İki yılı aşkın bir süredir Derneğimize dönük yıpratma ve karalama kampanyaları aralıksız sürmekte ve adeta bir linç kampanyası yürütülmektedir. Aynı alanda çalışan bütün sivil toplum kuruluşları gibi derneğimiz de İçişleri Bakanlığı denetçileri tarafından rutin olarak denetlenmekte ve gerekli raporları ilgili kurumlara sunmaktadır. Bununla beraber derneğimiz 2008 yılında 3 ayı aşkın bir süre boyunca İçişleri Bakanlığı’nın özel talebi üzerine Kamu Müfettişleri tarafından denetlenmiş, milyonlarca işlemi kapsayan bütün çalışmalarımız tek tek incelenmiştir. Denetim sonunda, hazırlanan raporda hiçbir suç unsuruna rastlanamazken “suç teşkil etmeyen eksikliklerin” giderilmesi ile ilgili Derneğimize bildirimde bulunulmuş, idari para cezası dahi uygulanmamıştır. Bu bildirimler doğrultusunda derneğimiz ivedi bir şekilde gerekli çalışmaları yapıp, sonucu İl Dernekler Müdürlüğü’ne rapor halinde sunmuştur. İlgili raporun seçilen satırlarından basına yansıyan iki önemli başlık ve bu konulardaki gerçekler şu çekildedir;
Şeffaf Olunmadığı İddialar
ı Kamu Yararı statüsünde bulunan Derneğimiz satın alma işlemlerini Kamu İhale Kanununa tabi olmadığından Dernekler Yönetmeliğinin 49. Maddesi uyarınca rekabet şartları oluşturulmak üzere değişik firmalardan teklif alma usulüne göre satın alma yapmaktadır. Yüksek meblağlı satın almalar konusunda web sitemizden ayrıca duyuru yapılmaktadır. Derneğimiz denetlendiği süre zarfında Denetçiler tarafından talep edilen satın alma dosyaları Denetçilere elden teslim edilmiştir.
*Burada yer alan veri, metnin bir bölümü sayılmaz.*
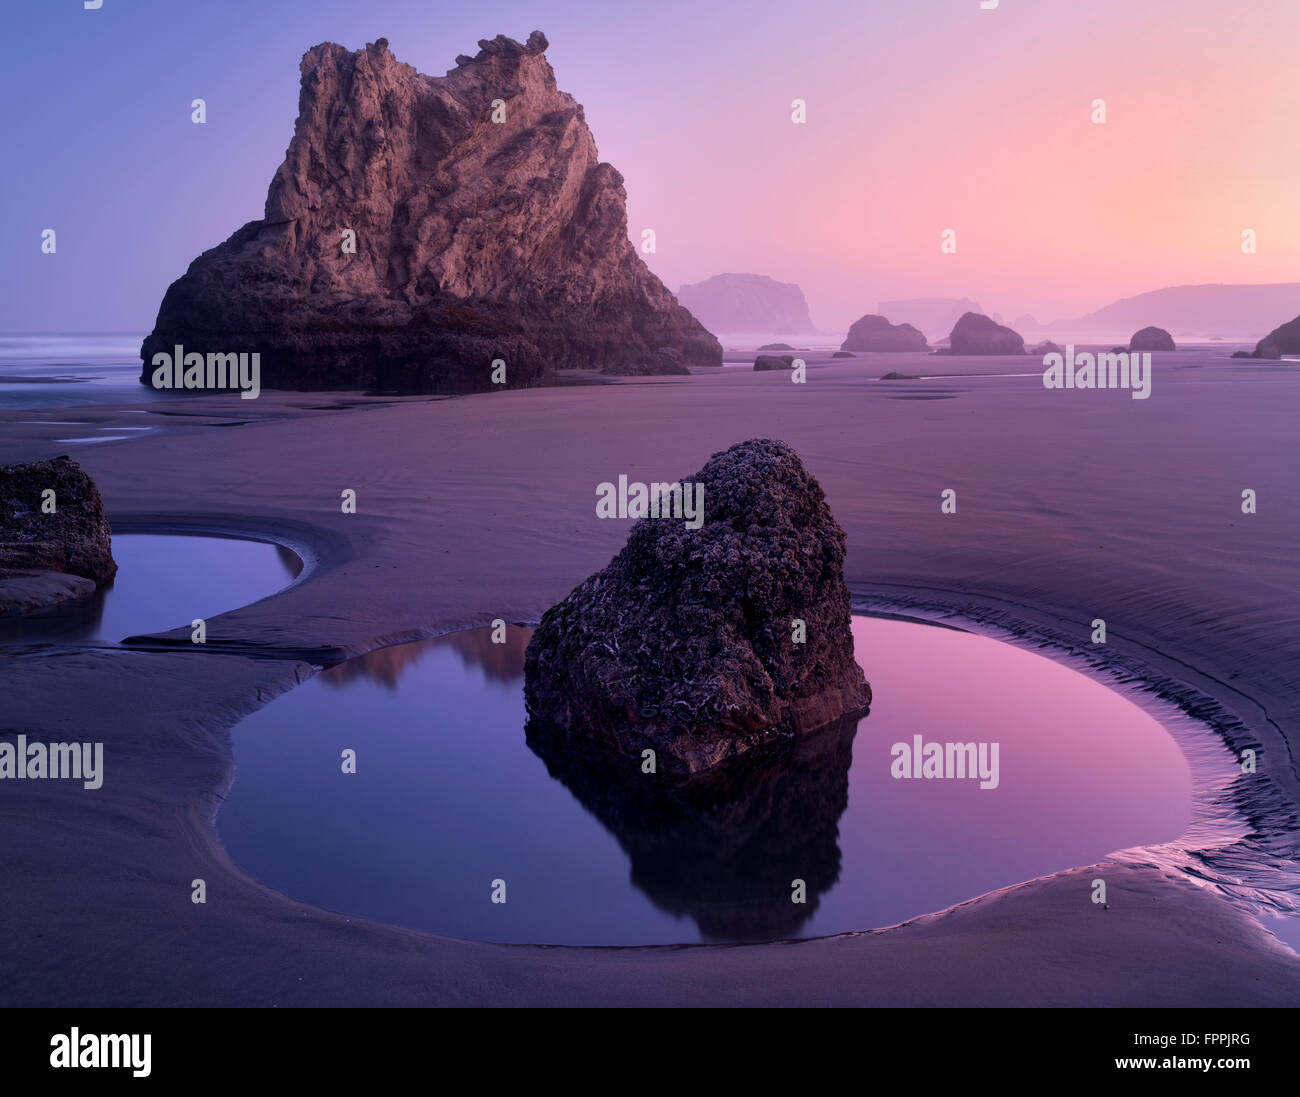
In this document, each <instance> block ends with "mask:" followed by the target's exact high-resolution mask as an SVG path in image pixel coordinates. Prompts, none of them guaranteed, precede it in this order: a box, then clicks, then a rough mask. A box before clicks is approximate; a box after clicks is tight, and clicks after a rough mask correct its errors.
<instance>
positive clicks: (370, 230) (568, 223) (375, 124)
mask: <svg viewBox="0 0 1300 1097" xmlns="http://www.w3.org/2000/svg"><path fill="white" fill-rule="evenodd" d="M478 45H480V49H478V53H477V55H476V56H473V57H467V56H464V55H461V56H460V57H458V58H456V68H455V69H452V70H451V71H448V73H447V74H446V75H445V77H426V75H421V74H420V73H417V71H416V70H415V69H413V68H411V66H409V65H406V64H402V62H400V61H398V60H396V58H395V57H394V56H393V53H391V52H390V51H389V47H387V42H386V40H385V39H382V38H381V39H378V40H377V42H374V43H372V44H369V45H367V47H365V48H364V49H359V51H356V52H352V51H348V49H344V48H343V47H342V45H335V44H333V43H326V44H322V45H316V47H315V48H312V49H309V51H308V52H307V55H305V56H304V57H303V62H302V91H300V95H299V113H298V123H296V126H295V129H294V136H292V140H291V142H290V144H289V151H287V153H286V156H285V162H283V164H282V165H281V166H279V170H277V172H276V177H274V178H273V179H272V183H270V191H269V194H268V195H266V208H265V216H264V217H263V220H260V221H251V222H248V224H247V225H244V226H243V227H242V229H239V230H238V231H237V233H235V234H234V235H233V237H230V239H227V240H226V242H225V243H222V244H220V246H217V247H214V248H212V250H211V251H207V252H204V253H203V255H200V256H199V257H198V259H196V260H195V261H194V263H191V264H190V269H188V270H187V272H186V273H185V276H183V277H181V278H179V279H178V281H175V282H173V283H172V286H170V287H169V289H168V291H166V295H165V296H164V299H162V305H161V308H160V309H159V317H157V324H156V325H155V328H153V333H152V334H151V335H148V338H146V341H144V344H143V346H142V348H140V356H142V359H143V363H144V365H143V370H142V376H140V380H142V381H143V382H144V383H147V385H148V383H151V382H152V376H153V356H155V355H156V354H168V355H170V354H173V352H174V348H175V347H177V346H179V347H183V352H185V354H186V355H190V354H195V352H198V354H204V355H207V354H213V355H216V354H238V352H250V354H251V352H260V355H261V359H260V365H261V385H263V387H278V389H331V387H368V389H374V390H381V391H394V393H442V391H474V390H487V389H491V387H494V385H493V363H494V360H500V361H503V363H504V377H506V385H507V386H511V387H523V386H530V385H541V383H547V382H550V381H551V380H552V374H554V370H555V369H559V368H575V367H576V368H593V369H595V368H602V367H606V365H616V364H620V363H625V361H630V360H636V359H638V357H642V356H645V355H650V354H659V352H662V351H663V350H664V348H668V350H675V351H677V352H680V355H681V359H682V361H684V363H686V364H692V365H722V347H720V346H719V344H718V341H716V339H715V338H714V337H712V335H710V334H708V333H707V331H706V330H705V329H703V328H702V326H701V325H699V324H698V322H697V321H695V318H694V317H693V316H692V315H690V313H689V312H688V311H686V309H685V308H682V307H681V305H680V304H677V302H676V299H675V298H673V296H672V294H671V292H668V290H667V289H666V287H664V285H663V283H662V282H660V281H659V279H658V278H656V277H655V276H654V274H653V273H650V270H649V269H647V268H646V265H645V264H643V263H642V261H641V257H640V256H638V255H637V251H636V248H634V247H633V244H632V242H630V240H629V239H628V225H627V195H625V191H624V188H623V177H621V175H620V174H619V173H617V172H616V170H615V169H614V168H612V166H610V165H608V164H602V162H601V161H599V159H598V156H597V151H595V142H594V140H593V138H591V131H590V130H589V129H588V126H586V120H585V118H584V114H582V107H581V105H580V104H578V103H577V101H575V99H573V97H572V96H569V95H565V94H564V92H562V91H559V90H558V88H556V86H555V74H554V73H552V71H551V66H550V65H549V64H547V61H546V56H545V52H543V51H545V49H546V45H547V43H546V38H545V35H542V34H541V31H534V32H533V34H532V35H530V36H529V39H528V43H526V44H525V45H520V44H519V43H517V42H515V40H512V39H510V38H506V36H503V35H499V36H498V38H495V39H493V40H490V42H487V40H485V42H480V43H478ZM354 247H355V250H354ZM498 372H499V370H498Z"/></svg>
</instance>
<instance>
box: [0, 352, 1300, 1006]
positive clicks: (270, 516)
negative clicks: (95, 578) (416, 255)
mask: <svg viewBox="0 0 1300 1097" xmlns="http://www.w3.org/2000/svg"><path fill="white" fill-rule="evenodd" d="M1229 350H1231V348H1225V350H1221V351H1219V350H1217V351H1214V352H1213V356H1212V355H1210V352H1206V354H1197V352H1195V351H1191V352H1188V351H1182V352H1175V354H1169V355H1157V356H1156V374H1154V385H1153V394H1152V396H1151V399H1148V400H1132V399H1130V396H1128V394H1127V393H1123V391H1048V390H1045V389H1044V387H1043V385H1041V381H1040V380H1039V378H1040V372H1041V365H1040V364H1039V363H1037V360H1036V359H1031V357H1024V359H993V360H979V359H965V360H963V359H932V357H927V356H913V355H878V356H866V355H865V356H861V357H858V359H853V360H837V361H835V363H823V361H819V360H814V361H813V365H811V368H810V372H809V381H807V383H806V385H792V383H790V380H789V377H788V376H785V374H776V373H762V374H755V373H751V372H748V370H740V369H724V370H715V372H710V373H698V374H695V376H693V377H689V378H653V380H645V381H629V382H620V383H612V385H586V386H577V387H559V389H549V390H533V391H519V393H494V394H487V395H481V396H469V398H459V399H417V398H412V399H406V400H377V399H365V398H352V396H339V395H337V394H315V395H302V394H277V393H264V394H263V396H261V398H260V399H257V400H240V399H238V398H235V396H231V398H226V396H212V398H201V399H182V400H178V402H169V403H149V404H142V406H139V407H142V408H143V409H144V411H146V412H147V413H146V415H139V413H131V412H129V411H127V409H122V408H104V407H94V408H77V409H68V408H64V409H60V413H59V415H57V416H42V415H40V413H36V412H31V411H23V412H0V463H12V461H19V460H34V459H38V458H48V456H55V455H57V454H61V452H70V454H72V455H73V456H74V458H75V459H77V460H79V461H81V463H82V464H83V467H85V468H86V469H87V471H88V472H90V473H91V474H92V476H94V477H95V478H96V481H98V484H99V486H100V490H101V493H103V497H104V502H105V506H107V508H108V512H109V516H110V517H112V520H113V523H114V528H116V529H118V530H126V529H212V530H225V532H244V533H250V534H260V536H264V537H268V538H273V539H281V541H283V542H286V543H290V545H292V546H296V547H298V548H299V550H300V551H303V552H304V555H307V556H308V558H309V560H311V571H309V574H308V576H307V577H305V578H304V580H303V581H300V582H298V584H295V585H294V586H291V587H289V589H286V590H285V591H282V593H279V594H277V595H274V597H272V598H268V599H265V600H263V602H260V603H256V604H253V606H248V607H244V608H242V610H237V611H234V612H231V613H226V615H224V616H221V617H213V619H211V620H209V621H208V643H207V646H205V647H204V649H203V650H195V649H194V646H191V645H190V643H188V636H187V632H181V630H178V632H175V633H172V634H169V637H168V638H164V639H160V641H157V642H156V643H152V645H149V647H151V650H147V651H143V650H142V651H129V650H104V649H100V650H92V649H86V650H61V651H59V652H53V654H51V652H31V654H26V655H22V656H18V658H10V659H0V698H3V702H0V703H3V712H0V727H5V728H12V729H19V730H25V732H26V733H27V734H29V737H44V738H48V740H69V738H77V740H101V741H104V743H105V782H104V786H103V789H100V790H96V792H87V790H83V789H82V788H81V786H79V785H77V784H75V782H64V781H43V782H38V781H26V782H17V781H13V782H8V781H6V782H5V786H4V788H0V816H3V819H0V879H3V880H4V881H5V902H4V903H3V905H0V1002H3V1003H4V1005H86V1006H90V1005H263V1006H269V1005H281V1006H290V1005H485V1003H500V1005H542V1003H552V1005H711V1003H745V1005H1022V1006H1040V1005H1106V1006H1131V1005H1136V1006H1184V1005H1186V1006H1238V1005H1296V1003H1300V957H1296V955H1295V954H1294V953H1291V951H1290V950H1288V949H1284V948H1283V946H1281V945H1279V944H1278V942H1277V941H1275V940H1274V938H1273V937H1271V936H1270V935H1269V933H1268V932H1266V931H1265V929H1262V928H1261V925H1260V924H1258V923H1257V922H1256V920H1255V919H1252V918H1251V916H1249V915H1248V914H1245V912H1244V911H1243V910H1242V909H1240V907H1239V906H1238V905H1234V903H1231V902H1229V901H1226V898H1225V897H1223V890H1227V892H1234V890H1235V892H1236V893H1238V894H1240V893H1245V892H1251V893H1262V892H1264V890H1268V889H1270V888H1271V889H1273V893H1271V896H1270V897H1271V899H1273V901H1274V902H1278V903H1287V902H1295V894H1294V890H1291V889H1292V888H1294V884H1292V883H1291V881H1292V880H1294V879H1295V875H1294V870H1295V860H1296V859H1297V853H1296V849H1297V841H1296V806H1297V803H1300V769H1297V762H1296V756H1297V755H1296V736H1297V727H1300V721H1297V719H1296V717H1297V716H1300V676H1297V673H1296V667H1297V656H1300V628H1297V623H1300V584H1297V561H1300V556H1297V547H1300V543H1297V542H1300V537H1297V534H1300V485H1297V482H1296V477H1295V471H1296V468H1297V467H1300V461H1297V458H1300V433H1297V432H1296V430H1295V417H1296V409H1297V407H1300V369H1297V365H1296V364H1292V363H1255V361H1235V363H1230V361H1229V360H1227V359H1226V357H1223V355H1226V354H1227V351H1229ZM887 370H897V372H901V373H911V374H928V373H945V374H952V376H946V377H941V378H935V380H922V381H892V382H880V381H876V380H875V378H878V377H879V376H880V374H881V373H884V372H887ZM992 373H1004V374H1010V373H1021V374H1030V376H1027V377H1024V376H1022V377H992V376H974V374H992ZM42 417H45V419H59V420H73V419H77V420H87V421H88V422H91V424H92V425H95V426H113V425H127V424H129V425H133V426H139V425H149V426H157V428H160V429H159V430H157V432H156V433H152V434H142V435H140V437H136V438H133V439H130V441H121V442H110V443H107V445H100V446H87V447H75V446H68V445H65V443H57V442H55V441H53V439H55V438H56V437H68V432H69V428H68V426H64V425H60V426H42V425H38V424H25V422H23V421H25V420H34V419H42ZM87 433H90V432H87ZM751 437H774V438H781V439H784V441H787V442H789V443H790V445H793V446H794V447H796V448H797V450H798V451H800V454H801V455H802V456H803V460H805V463H806V464H807V465H809V468H810V469H811V472H813V473H814V474H815V476H816V477H818V478H819V481H820V482H822V485H823V487H824V489H826V491H827V495H828V499H829V503H831V508H832V511H833V512H835V515H836V517H837V520H839V521H840V524H841V525H844V528H845V529H846V530H848V534H849V559H848V567H846V569H848V578H849V584H850V587H852V589H853V591H854V595H855V598H857V599H858V600H859V602H861V603H862V606H874V604H876V606H879V604H887V603H888V604H892V606H900V604H901V606H910V607H914V608H915V611H917V612H918V613H922V615H928V616H943V615H946V613H956V615H959V616H961V619H963V620H971V621H976V623H987V624H988V625H991V626H995V628H997V629H998V630H1001V632H1004V633H1006V634H1010V636H1014V637H1022V638H1023V639H1024V641H1026V642H1040V641H1043V642H1048V643H1053V645H1056V646H1057V647H1058V649H1060V651H1061V652H1062V654H1065V652H1069V651H1073V652H1074V654H1075V655H1078V656H1087V658H1089V659H1092V660H1093V662H1095V663H1099V664H1102V665H1106V667H1109V668H1112V669H1114V671H1115V672H1117V673H1119V675H1122V676H1126V677H1130V678H1139V680H1143V681H1151V682H1156V684H1158V685H1160V686H1161V690H1162V691H1164V693H1165V694H1166V695H1169V697H1170V698H1173V699H1177V701H1180V702H1182V703H1184V704H1186V706H1190V707H1193V708H1195V711H1196V712H1197V714H1199V715H1201V716H1203V717H1205V719H1209V720H1212V721H1213V723H1214V724H1216V725H1217V727H1218V728H1219V729H1221V732H1222V733H1223V734H1225V737H1226V738H1227V740H1229V742H1230V743H1231V745H1232V746H1234V747H1236V749H1242V747H1245V746H1251V747H1253V749H1256V750H1258V753H1260V772H1258V773H1257V775H1255V776H1253V777H1245V776H1243V777H1240V779H1239V780H1238V781H1236V784H1235V785H1234V788H1232V789H1231V798H1232V799H1234V803H1235V807H1236V808H1238V810H1239V811H1242V812H1244V814H1245V815H1247V816H1248V818H1251V819H1252V820H1253V825H1255V829H1256V834H1255V836H1252V837H1251V838H1248V840H1244V841H1242V842H1239V844H1238V845H1236V846H1234V847H1232V849H1230V850H1214V851H1209V853H1200V854H1199V855H1196V857H1187V855H1183V857H1179V855H1178V854H1179V853H1180V851H1179V850H1175V851H1174V855H1171V854H1170V850H1169V849H1162V850H1149V851H1143V850H1135V851H1126V854H1125V855H1123V857H1122V858H1119V859H1117V860H1114V862H1108V863H1105V864H1102V866H1089V867H1083V868H1074V870H1070V871H1063V872H1061V873H1058V875H1054V876H1050V877H1044V879H1040V880H1035V881H1030V883H1026V884H1022V885H1019V886H1015V888H1010V889H1006V890H1002V892H997V893H993V894H991V896H985V897H982V898H978V899H972V901H970V902H966V903H962V905H959V906H957V907H954V909H952V910H949V911H946V912H943V914H939V915H930V916H926V918H920V919H917V920H914V922H911V923H907V924H906V925H902V927H897V928H893V929H888V931H878V932H870V933H858V935H846V936H841V937H832V938H822V940H815V941H807V942H781V944H772V945H762V946H729V948H715V946H697V948H672V949H663V948H659V949H560V948H533V946H502V945H485V944H478V942H465V941H456V940H450V938H443V937H434V936H429V935H422V933H415V932H409V931H404V929H398V928H393V927H385V925H380V924H374V923H368V922H364V920H359V919H348V918H346V916H342V915H337V914H331V912H328V911H322V910H318V909H315V907H309V906H304V905H302V903H296V902H294V901H290V899H287V898H285V897H283V896H281V894H279V893H277V892H273V890H270V889H268V888H265V886H263V885H260V884H257V883H256V881H253V880H251V879H248V877H247V876H246V875H243V873H242V872H240V871H239V870H238V868H237V867H234V866H233V864H230V862H229V859H227V858H226V857H225V853H224V850H222V849H221V846H220V844H218V842H217V840H216V836H214V832H213V827H212V820H213V816H214V812H216V810H217V807H218V805H220V802H221V798H222V795H224V793H225V790H226V788H227V786H229V784H230V781H231V780H233V776H234V775H233V762H231V754H230V746H229V733H227V729H229V728H230V727H231V725H233V724H234V723H235V721H238V719H240V716H242V715H244V714H247V712H250V711H252V710H253V708H256V707H259V706H261V704H264V703H268V702H270V701H272V699H273V698H274V697H276V695H277V694H278V693H281V691H282V690H285V689H290V688H291V686H292V685H294V684H296V682H298V681H302V680H303V678H304V677H307V676H308V675H311V673H312V671H311V665H309V664H311V663H312V662H328V660H331V659H337V658H341V656H342V655H351V654H357V652H361V651H365V650H369V649H373V647H377V646H381V645H385V643H393V642H396V641H402V639H412V638H417V637H424V636H430V634H437V633H443V632H448V630H452V629H458V628H464V626H468V625H480V624H485V623H487V621H490V620H491V619H494V617H504V619H507V620H536V619H537V616H538V615H539V613H541V612H542V611H543V610H545V608H546V607H547V606H550V604H551V603H554V602H555V600H558V599H559V598H562V597H563V595H564V594H565V593H567V591H568V590H569V589H571V587H572V586H573V585H576V584H577V582H578V581H581V580H582V578H584V577H586V576H588V574H589V573H591V572H593V571H597V569H598V568H601V567H603V565H604V564H606V563H607V561H608V559H610V556H611V555H612V554H614V552H615V551H617V548H619V547H620V546H621V543H623V542H624V539H625V537H627V532H628V528H629V525H630V521H621V520H611V521H598V520H597V519H595V511H594V500H595V485H597V484H598V482H599V481H604V480H616V478H617V476H619V474H620V473H624V474H627V476H628V477H629V478H630V480H643V481H662V480H679V478H682V477H685V476H689V474H690V473H693V472H695V471H697V469H698V468H699V467H701V465H702V464H703V463H705V461H706V460H707V458H708V456H710V455H711V454H712V452H715V451H718V450H722V448H724V447H727V446H729V445H732V443H733V442H737V441H742V439H745V438H751ZM348 487H350V489H354V490H355V491H356V493H357V504H359V512H357V513H356V515H344V513H342V511H341V507H339V497H341V491H342V490H343V489H348ZM949 487H950V489H954V490H956V491H957V499H958V511H957V513H956V515H946V516H945V515H941V513H940V506H939V504H940V493H941V491H943V490H944V489H949ZM1244 489H1253V490H1255V491H1256V493H1257V497H1258V512H1257V513H1256V515H1249V516H1248V515H1243V513H1242V508H1240V503H1242V491H1243V490H1244ZM196 582H201V578H196ZM177 608H178V612H177V620H178V621H179V620H187V619H188V613H187V612H186V610H185V607H177ZM1097 616H1100V617H1104V619H1105V620H1106V623H1108V630H1109V642H1108V645H1106V646H1105V649H1104V650H1097V649H1095V647H1092V646H1091V645H1089V642H1088V639H1089V623H1091V621H1092V619H1093V617H1097ZM172 647H174V650H169V649H172ZM866 671H867V677H868V678H870V676H871V668H870V667H866ZM936 685H937V686H939V688H941V685H943V684H941V682H937V684H936ZM1117 764H1122V760H1117ZM1026 825H1032V820H1026ZM1178 863H1186V864H1187V866H1188V867H1191V868H1193V870H1195V871H1180V870H1179V868H1178V867H1174V866H1177V864H1178ZM1062 868H1066V866H1062ZM1273 870H1275V871H1273ZM1097 876H1102V877H1104V879H1105V880H1106V881H1108V888H1109V910H1104V909H1101V907H1100V906H1096V905H1093V903H1091V902H1089V894H1091V892H1089V881H1091V880H1092V879H1095V877H1097ZM198 877H201V879H204V880H205V881H207V889H208V902H207V905H203V906H198V905H194V903H191V902H190V885H191V880H194V879H198ZM1234 881H1236V883H1235V884H1234ZM1216 884H1217V885H1222V886H1216ZM485 894H486V892H485Z"/></svg>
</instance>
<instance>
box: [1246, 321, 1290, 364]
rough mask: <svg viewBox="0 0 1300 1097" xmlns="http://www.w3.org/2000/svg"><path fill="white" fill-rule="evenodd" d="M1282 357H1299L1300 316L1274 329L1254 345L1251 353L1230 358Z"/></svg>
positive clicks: (1274, 358)
mask: <svg viewBox="0 0 1300 1097" xmlns="http://www.w3.org/2000/svg"><path fill="white" fill-rule="evenodd" d="M1282 355H1300V316H1297V317H1296V318H1295V320H1288V321H1287V322H1286V324H1283V325H1281V326H1279V328H1274V329H1273V330H1271V331H1270V333H1269V334H1268V335H1265V337H1264V338H1262V339H1260V342H1258V343H1256V344H1255V351H1253V352H1249V354H1248V352H1247V351H1238V352H1236V354H1235V355H1232V357H1264V359H1279V357H1282Z"/></svg>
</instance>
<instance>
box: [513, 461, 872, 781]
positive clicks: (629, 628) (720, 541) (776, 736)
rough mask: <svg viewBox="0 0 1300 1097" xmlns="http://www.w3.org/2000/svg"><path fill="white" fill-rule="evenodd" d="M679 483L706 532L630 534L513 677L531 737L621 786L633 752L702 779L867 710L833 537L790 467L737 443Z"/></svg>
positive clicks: (804, 483) (835, 540) (676, 529)
mask: <svg viewBox="0 0 1300 1097" xmlns="http://www.w3.org/2000/svg"><path fill="white" fill-rule="evenodd" d="M684 485H685V487H686V490H692V487H690V486H692V485H702V486H703V515H705V517H703V524H702V525H701V526H699V528H698V529H692V528H689V525H688V524H686V521H684V520H682V519H672V517H642V519H641V520H640V521H637V524H636V525H634V526H633V528H632V533H630V536H629V537H628V543H627V545H625V546H624V548H623V551H620V552H619V555H617V556H615V558H614V560H612V561H611V563H610V565H608V567H607V568H604V571H602V572H598V573H597V574H594V576H591V577H590V578H588V580H586V581H585V582H584V584H582V585H581V586H577V587H576V589H575V590H573V591H571V593H569V595H568V597H567V598H565V599H564V600H563V602H560V603H559V604H556V606H552V607H551V608H550V610H547V611H546V613H545V615H543V616H542V620H541V624H539V625H538V628H537V630H536V632H534V633H533V638H532V641H530V642H529V645H528V654H526V658H525V664H524V673H525V691H524V697H525V702H526V704H528V712H529V716H530V720H532V724H533V725H538V727H539V729H538V728H537V727H534V729H533V730H532V732H530V734H533V736H534V737H536V736H537V734H543V736H545V737H546V738H547V740H549V741H550V742H551V743H559V746H560V747H562V749H564V750H571V751H575V753H578V754H582V755H584V756H585V758H586V759H590V760H591V762H593V764H594V766H597V767H599V768H603V769H607V771H610V772H612V773H624V775H628V776H629V777H630V776H632V775H636V773H640V772H641V760H642V751H643V750H646V749H653V750H654V751H655V756H656V759H658V769H659V772H660V773H666V775H668V776H669V777H679V779H680V777H682V776H692V775H699V773H703V772H705V771H710V769H712V768H714V767H719V766H720V764H722V763H724V762H728V759H732V758H735V756H737V755H742V754H746V753H748V751H750V750H753V749H755V747H759V746H771V745H772V743H775V742H780V741H781V740H792V738H796V737H801V736H805V734H807V733H809V732H811V730H813V729H816V728H822V727H824V725H827V724H829V723H831V721H833V720H836V719H839V717H841V716H845V715H854V714H855V715H861V714H862V712H865V711H866V708H867V706H868V704H870V703H871V689H870V686H868V685H867V682H866V678H865V676H863V673H862V668H861V667H858V664H857V663H855V662H854V658H853V634H852V632H850V600H849V591H848V587H846V586H845V582H844V554H845V533H844V530H842V529H841V528H840V526H839V525H837V524H836V521H835V519H833V517H832V516H831V510H829V507H828V506H827V502H826V495H824V494H823V491H822V487H820V485H819V484H818V482H816V481H815V480H814V478H813V476H811V474H809V472H807V471H806V469H805V468H803V464H802V461H801V460H800V458H798V454H796V452H794V450H792V448H790V447H789V446H787V445H785V443H784V442H775V441H767V439H751V441H749V442H741V443H738V445H736V446H732V447H731V448H729V450H727V451H724V452H720V454H715V455H714V456H712V458H711V459H710V460H708V463H707V464H706V465H705V467H703V468H702V469H701V471H699V472H698V473H697V474H695V476H693V477H690V478H688V480H686V481H685V482H684ZM801 623H802V625H801ZM798 638H802V639H803V641H805V642H797V639H798ZM552 749H554V747H552Z"/></svg>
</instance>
Bu dosyalar incelendiğinde piyasa şartlarının da altında satın alma yapıldığı anlaşıldığından, Denetçilerin tavsiyeleri sadece “ satın almalarda dosyalama sistemi” konusunda olmuştur. Derneğimiz tarafından alımı yapılan ürünler konusunda ilgili kurumlardan resmi yazışmalar yoluyla fiyat sorulmuş ve tekliflerdeki fiyatların uygunluğu teyit edilmiştir.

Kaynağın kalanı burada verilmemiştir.